In my most most recent beer - a very simple pale ale using just pilsener malt (due to a misunderstanding with the LHBS) - I used 25g of Galaxy as a cube hop which my software tells me is about 20 IBUs and then 25g of Galaxy as a dry hop. I used 15g POR for bittering (14 IBUs) giving a total of 34 IBUs. I BIAB and no-chill. I think you are right Yob, perhaps 20 IBUs (IBUs were possibly more since it was a cube hop) is a little too much from Galaxy on its own. In future I'll definitely use less and pair with something else. I also think that the recipe was out of balance and slightly over-bittered for the malt profile.


----------



## Lord Raja Goomba I

For me, only ever as a flavour addition, never dry hop (too grassy), never bitter at more than 30mins (assume chilling).

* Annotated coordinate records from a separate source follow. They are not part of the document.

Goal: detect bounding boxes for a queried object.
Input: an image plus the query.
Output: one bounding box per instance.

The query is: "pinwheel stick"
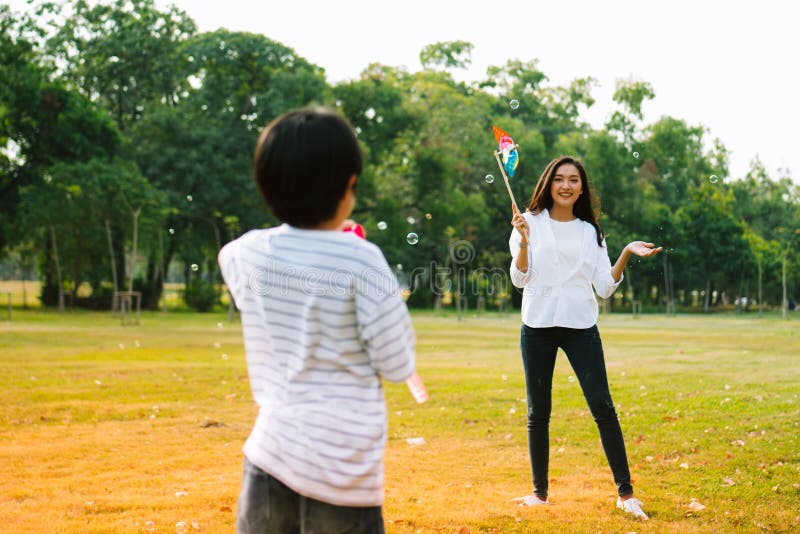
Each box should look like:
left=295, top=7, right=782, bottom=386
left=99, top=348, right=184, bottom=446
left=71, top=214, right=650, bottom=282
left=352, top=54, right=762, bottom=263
left=494, top=145, right=519, bottom=216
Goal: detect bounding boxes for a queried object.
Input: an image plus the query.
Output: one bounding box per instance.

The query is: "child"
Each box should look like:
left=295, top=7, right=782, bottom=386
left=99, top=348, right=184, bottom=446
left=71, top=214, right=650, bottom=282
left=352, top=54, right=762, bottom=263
left=219, top=108, right=414, bottom=533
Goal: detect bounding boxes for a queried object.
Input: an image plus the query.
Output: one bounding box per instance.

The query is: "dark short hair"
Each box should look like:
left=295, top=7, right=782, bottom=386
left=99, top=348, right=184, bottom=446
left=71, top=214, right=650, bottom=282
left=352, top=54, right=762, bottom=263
left=253, top=107, right=362, bottom=228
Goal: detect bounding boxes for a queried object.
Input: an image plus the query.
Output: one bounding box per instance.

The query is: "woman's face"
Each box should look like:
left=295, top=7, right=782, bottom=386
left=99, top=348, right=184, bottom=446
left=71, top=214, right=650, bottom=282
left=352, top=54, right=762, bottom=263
left=550, top=163, right=582, bottom=209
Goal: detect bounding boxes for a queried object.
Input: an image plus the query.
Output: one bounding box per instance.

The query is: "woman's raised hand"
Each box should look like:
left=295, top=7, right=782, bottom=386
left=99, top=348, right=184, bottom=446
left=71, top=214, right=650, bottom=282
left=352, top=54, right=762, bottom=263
left=511, top=204, right=531, bottom=244
left=625, top=241, right=664, bottom=257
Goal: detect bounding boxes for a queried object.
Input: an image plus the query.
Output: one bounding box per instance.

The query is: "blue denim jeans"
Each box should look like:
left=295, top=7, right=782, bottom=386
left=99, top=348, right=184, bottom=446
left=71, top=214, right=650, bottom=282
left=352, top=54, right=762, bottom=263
left=236, top=458, right=385, bottom=534
left=520, top=324, right=633, bottom=499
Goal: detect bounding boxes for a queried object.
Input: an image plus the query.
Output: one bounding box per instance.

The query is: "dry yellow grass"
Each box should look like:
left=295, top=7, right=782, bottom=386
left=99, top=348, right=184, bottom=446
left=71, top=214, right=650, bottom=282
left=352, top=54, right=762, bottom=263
left=0, top=311, right=800, bottom=533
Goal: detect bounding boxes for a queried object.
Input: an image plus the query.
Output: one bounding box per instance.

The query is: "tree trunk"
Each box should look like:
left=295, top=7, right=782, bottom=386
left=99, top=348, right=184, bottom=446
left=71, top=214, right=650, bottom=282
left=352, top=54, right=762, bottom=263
left=50, top=225, right=64, bottom=312
left=758, top=258, right=763, bottom=318
left=128, top=208, right=142, bottom=291
left=106, top=219, right=119, bottom=312
left=781, top=254, right=789, bottom=319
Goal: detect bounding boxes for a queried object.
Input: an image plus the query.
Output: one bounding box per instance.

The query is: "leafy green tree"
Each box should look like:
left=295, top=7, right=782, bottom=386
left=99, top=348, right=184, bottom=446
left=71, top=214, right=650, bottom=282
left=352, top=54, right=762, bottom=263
left=419, top=41, right=475, bottom=69
left=44, top=0, right=195, bottom=130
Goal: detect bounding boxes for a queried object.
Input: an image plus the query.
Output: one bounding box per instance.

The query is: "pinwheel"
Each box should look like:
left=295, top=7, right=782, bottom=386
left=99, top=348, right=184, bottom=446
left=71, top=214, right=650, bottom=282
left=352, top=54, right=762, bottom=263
left=492, top=125, right=519, bottom=211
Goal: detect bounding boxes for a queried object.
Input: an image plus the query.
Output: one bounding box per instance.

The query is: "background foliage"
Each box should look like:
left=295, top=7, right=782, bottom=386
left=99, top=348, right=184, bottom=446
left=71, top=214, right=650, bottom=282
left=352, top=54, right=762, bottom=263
left=0, top=0, right=800, bottom=311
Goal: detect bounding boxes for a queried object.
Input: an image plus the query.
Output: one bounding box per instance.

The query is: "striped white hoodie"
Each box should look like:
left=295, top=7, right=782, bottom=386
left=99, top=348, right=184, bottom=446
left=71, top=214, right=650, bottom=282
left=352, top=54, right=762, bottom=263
left=219, top=224, right=414, bottom=506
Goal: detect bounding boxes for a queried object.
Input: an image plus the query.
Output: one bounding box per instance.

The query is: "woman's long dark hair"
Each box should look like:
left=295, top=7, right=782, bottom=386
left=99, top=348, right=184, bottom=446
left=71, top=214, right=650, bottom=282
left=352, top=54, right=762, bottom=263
left=528, top=156, right=604, bottom=247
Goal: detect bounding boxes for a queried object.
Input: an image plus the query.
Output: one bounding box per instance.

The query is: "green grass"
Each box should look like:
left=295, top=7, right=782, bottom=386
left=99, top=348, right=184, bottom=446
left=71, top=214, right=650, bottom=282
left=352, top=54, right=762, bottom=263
left=0, top=309, right=800, bottom=533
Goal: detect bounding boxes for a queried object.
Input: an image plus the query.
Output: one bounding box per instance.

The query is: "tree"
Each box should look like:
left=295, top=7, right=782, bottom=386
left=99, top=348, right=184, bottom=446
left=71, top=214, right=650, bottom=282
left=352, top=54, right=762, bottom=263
left=419, top=41, right=474, bottom=69
left=45, top=0, right=195, bottom=130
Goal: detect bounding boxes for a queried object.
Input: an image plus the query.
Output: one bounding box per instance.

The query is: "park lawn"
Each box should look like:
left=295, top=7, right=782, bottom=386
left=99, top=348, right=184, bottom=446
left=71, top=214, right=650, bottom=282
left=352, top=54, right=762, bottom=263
left=0, top=310, right=800, bottom=533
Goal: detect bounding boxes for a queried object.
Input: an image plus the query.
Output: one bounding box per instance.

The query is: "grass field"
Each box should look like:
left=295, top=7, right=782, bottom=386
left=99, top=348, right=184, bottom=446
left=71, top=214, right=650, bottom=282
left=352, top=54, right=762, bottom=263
left=0, top=309, right=800, bottom=533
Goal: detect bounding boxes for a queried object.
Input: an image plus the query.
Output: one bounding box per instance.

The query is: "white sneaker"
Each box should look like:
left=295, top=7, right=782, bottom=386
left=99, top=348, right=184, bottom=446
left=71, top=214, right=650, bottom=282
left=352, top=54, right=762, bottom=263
left=511, top=495, right=550, bottom=506
left=617, top=497, right=650, bottom=521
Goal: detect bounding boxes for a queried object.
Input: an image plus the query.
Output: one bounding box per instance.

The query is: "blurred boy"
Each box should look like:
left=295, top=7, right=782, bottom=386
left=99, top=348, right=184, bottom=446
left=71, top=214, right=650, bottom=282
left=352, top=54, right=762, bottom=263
left=219, top=108, right=414, bottom=533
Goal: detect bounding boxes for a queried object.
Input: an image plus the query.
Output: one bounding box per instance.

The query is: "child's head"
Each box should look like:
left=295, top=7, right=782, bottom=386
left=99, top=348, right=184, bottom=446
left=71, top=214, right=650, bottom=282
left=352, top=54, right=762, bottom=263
left=253, top=107, right=362, bottom=228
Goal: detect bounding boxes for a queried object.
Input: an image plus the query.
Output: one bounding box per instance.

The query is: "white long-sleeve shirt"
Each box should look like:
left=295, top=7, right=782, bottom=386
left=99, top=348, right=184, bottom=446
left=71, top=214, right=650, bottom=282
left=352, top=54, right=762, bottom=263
left=219, top=224, right=414, bottom=506
left=508, top=210, right=623, bottom=328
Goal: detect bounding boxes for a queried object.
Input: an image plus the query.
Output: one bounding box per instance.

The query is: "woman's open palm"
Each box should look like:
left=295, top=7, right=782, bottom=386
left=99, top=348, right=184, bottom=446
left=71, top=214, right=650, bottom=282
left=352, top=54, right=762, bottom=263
left=625, top=241, right=664, bottom=257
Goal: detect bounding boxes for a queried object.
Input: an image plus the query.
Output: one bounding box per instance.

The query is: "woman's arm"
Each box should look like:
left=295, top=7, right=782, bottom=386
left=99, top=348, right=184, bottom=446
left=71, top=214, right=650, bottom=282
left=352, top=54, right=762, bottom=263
left=511, top=205, right=531, bottom=273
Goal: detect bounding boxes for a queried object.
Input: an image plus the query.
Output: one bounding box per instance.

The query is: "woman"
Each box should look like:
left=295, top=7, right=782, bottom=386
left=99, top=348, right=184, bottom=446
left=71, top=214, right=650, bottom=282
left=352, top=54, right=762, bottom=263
left=509, top=157, right=662, bottom=519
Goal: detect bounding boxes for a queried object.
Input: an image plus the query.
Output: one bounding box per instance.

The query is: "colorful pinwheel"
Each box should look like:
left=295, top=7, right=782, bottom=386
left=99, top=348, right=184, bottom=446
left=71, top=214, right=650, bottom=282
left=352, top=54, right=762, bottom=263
left=492, top=125, right=519, bottom=215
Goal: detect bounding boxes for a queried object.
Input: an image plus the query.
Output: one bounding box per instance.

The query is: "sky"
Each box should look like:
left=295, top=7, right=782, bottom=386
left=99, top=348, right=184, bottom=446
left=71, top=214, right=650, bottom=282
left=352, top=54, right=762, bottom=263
left=11, top=0, right=800, bottom=183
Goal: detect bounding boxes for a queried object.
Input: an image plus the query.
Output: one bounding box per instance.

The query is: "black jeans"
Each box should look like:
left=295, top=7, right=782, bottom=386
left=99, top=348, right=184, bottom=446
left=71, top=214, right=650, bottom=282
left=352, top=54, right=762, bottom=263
left=236, top=458, right=385, bottom=534
left=520, top=324, right=633, bottom=499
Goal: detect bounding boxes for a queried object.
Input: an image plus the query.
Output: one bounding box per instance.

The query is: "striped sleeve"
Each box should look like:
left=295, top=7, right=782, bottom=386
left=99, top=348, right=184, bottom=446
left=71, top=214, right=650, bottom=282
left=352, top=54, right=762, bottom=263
left=217, top=240, right=244, bottom=309
left=356, top=260, right=415, bottom=382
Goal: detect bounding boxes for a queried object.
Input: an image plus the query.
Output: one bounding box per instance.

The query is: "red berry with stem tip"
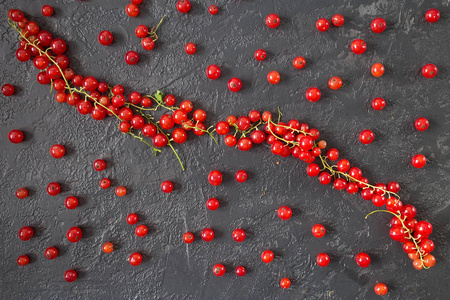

I love galaxy, but like Nelson sauvin, it has its idiosyncrasies.

Goomba

Ps, works well with american hops, nz hops. Can't imagine it playing well with por.


----------



## Oakers

@Goomba - Interesting that you mention Nelson as I also made a beer that was overpowered by it. I am only on my sixth AG brew and still learning the unique properties of different hops and also that sometimes less is more


----------



## Yob

Nelson and galaxy are both hops that can be over powering with just being a little bit heavy handed, as goomba indicates though, pair it with a C hop and it's happy days.


----------



## micblair

yeah I've dropped my galaxy additions to the last 10 minutes of the boil, and used some crystal. Changed too many things to actually know what solved it.


----------



## roverfj1200

I have used galaxy a few times now and use less each time. It seems to me it is like less is more.

Cheers.


----------



## growler

FWIW ...20 IBU Galaxy @60min + 15 IBU Nelson S or Amarillo @ 15min is my "house" Pale

No astringency noted even with no Chill.

cheers G.


----------



## Scottye

I am loving Galaxy in my Extract brews and I'm putting down a couple this week; a single hoped brew and I'm looking for a companion hop. The times mentioned above, for AG, are interesting to me and I am left wondering whether using extracts counters the bitterness more than AG. Honestly I don't know? But I will have to know as I move to partials and eventually AG.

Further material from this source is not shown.